The past was like a wound she'd never dared to uncover. She didn't know if it had healed, or if it had festered in silence all along.

 

She tore her gaze away from Marcellus—not out of anger, not out of coldness, but as an instinctive act of self-preservation.

 

Now was not the time.

 

They had just uncovered the truth about the Holy Grail's origin, the true cause of Celesta's death, Edgar's descent into madness, and the way the Grail had corrupted the hearts of men.

 

There were far more pressing matters at hand.

 

She turned slightly, nodding to Adrian and Elise beside her, then glanced toward the silent Elias.

 

The air in the hospital room slowly began to ease. One by one, the others shifted their gazes toward Marcellus, who still sat in thought.

 

And finally, as if clawing his way out of a self-imposed abyss, Marcellus took a long breath. The agony on his face faded, replaced by a steadier, colder calm.

 

He spoke at last—his voice hoarse but steady, controlled:

"We'll do as Livia suggested."

 

His eyes met each of theirs in turn, lingering at last on Livia. His gaze was layered—complicated.
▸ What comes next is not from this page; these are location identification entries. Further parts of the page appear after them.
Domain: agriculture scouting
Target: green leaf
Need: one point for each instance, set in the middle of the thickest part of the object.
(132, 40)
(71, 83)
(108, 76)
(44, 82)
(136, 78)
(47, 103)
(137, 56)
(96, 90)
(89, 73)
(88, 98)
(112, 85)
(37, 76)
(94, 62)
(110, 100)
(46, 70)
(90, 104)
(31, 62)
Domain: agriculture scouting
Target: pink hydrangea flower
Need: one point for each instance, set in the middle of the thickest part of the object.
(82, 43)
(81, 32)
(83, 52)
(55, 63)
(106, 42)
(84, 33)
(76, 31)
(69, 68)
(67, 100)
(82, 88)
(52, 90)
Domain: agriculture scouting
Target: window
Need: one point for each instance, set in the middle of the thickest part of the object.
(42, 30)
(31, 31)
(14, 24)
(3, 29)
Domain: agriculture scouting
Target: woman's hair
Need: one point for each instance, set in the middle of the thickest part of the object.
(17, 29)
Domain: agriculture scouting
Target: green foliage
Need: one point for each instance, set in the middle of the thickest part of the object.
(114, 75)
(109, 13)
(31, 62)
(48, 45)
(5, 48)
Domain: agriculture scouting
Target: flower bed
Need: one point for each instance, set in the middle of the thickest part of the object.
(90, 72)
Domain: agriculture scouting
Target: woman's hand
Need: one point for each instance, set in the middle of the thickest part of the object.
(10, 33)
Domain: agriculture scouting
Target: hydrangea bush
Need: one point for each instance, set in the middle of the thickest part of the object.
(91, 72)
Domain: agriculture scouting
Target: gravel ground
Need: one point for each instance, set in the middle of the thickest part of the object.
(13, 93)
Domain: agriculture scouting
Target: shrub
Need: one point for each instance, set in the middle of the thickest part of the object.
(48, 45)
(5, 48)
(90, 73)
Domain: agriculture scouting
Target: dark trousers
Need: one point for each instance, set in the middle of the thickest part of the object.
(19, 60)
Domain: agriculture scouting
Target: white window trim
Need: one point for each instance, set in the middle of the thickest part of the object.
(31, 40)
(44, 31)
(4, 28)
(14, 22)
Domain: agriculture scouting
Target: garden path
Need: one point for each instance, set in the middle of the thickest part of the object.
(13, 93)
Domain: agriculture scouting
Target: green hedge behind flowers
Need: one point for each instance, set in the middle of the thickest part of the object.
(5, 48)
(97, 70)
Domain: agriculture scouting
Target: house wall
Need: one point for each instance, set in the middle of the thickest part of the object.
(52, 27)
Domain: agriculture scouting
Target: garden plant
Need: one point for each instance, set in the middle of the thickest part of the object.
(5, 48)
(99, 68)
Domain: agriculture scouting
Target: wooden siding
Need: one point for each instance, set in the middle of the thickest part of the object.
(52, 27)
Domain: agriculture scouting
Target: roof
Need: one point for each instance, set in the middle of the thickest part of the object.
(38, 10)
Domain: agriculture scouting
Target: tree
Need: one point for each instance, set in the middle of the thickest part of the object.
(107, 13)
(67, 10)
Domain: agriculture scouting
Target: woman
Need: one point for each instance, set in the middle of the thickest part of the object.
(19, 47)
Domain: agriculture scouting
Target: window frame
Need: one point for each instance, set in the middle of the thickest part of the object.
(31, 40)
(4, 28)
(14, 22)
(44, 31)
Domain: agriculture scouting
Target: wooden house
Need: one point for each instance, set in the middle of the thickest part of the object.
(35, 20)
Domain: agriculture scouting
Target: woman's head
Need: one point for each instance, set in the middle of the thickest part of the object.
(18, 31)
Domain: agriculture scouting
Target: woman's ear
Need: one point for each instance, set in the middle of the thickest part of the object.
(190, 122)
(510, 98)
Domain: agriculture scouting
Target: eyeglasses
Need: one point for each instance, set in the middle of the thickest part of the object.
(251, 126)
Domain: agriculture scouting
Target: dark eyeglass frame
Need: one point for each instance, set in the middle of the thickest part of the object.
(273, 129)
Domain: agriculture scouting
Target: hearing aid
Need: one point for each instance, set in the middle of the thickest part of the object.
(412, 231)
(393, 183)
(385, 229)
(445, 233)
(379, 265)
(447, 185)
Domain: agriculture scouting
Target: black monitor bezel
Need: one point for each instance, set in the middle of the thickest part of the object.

But he said nothing more.

 

"I feel much better now," he continued. "But just in case, this hospital should remain our base for now. It's secure enough, well-monitored, and easy to lock down if needed."

 

"As for the hidden chamber, I'll have the perimeter reinforced immediately. We'll seal off the building and reassign all staff elsewhere. No blind spots."

 

His tone was calm, decisive—like the man from earlier had vanished completely, buried beneath armor of resolve.

 

But Livia knew better.

 

She knew that pain hadn't vanished. It had just been locked away, buried deep inside a corner of his soul.

 

Just like her own.

 

She exhaled quietly. Didn't press him.

 

—There was no need for more words between them.

There was nothing left that words could solve.

 

Only one thing remained.

 

One cause they could still cling to, together:

 

To bring an end to the darkness that had engulfed them all.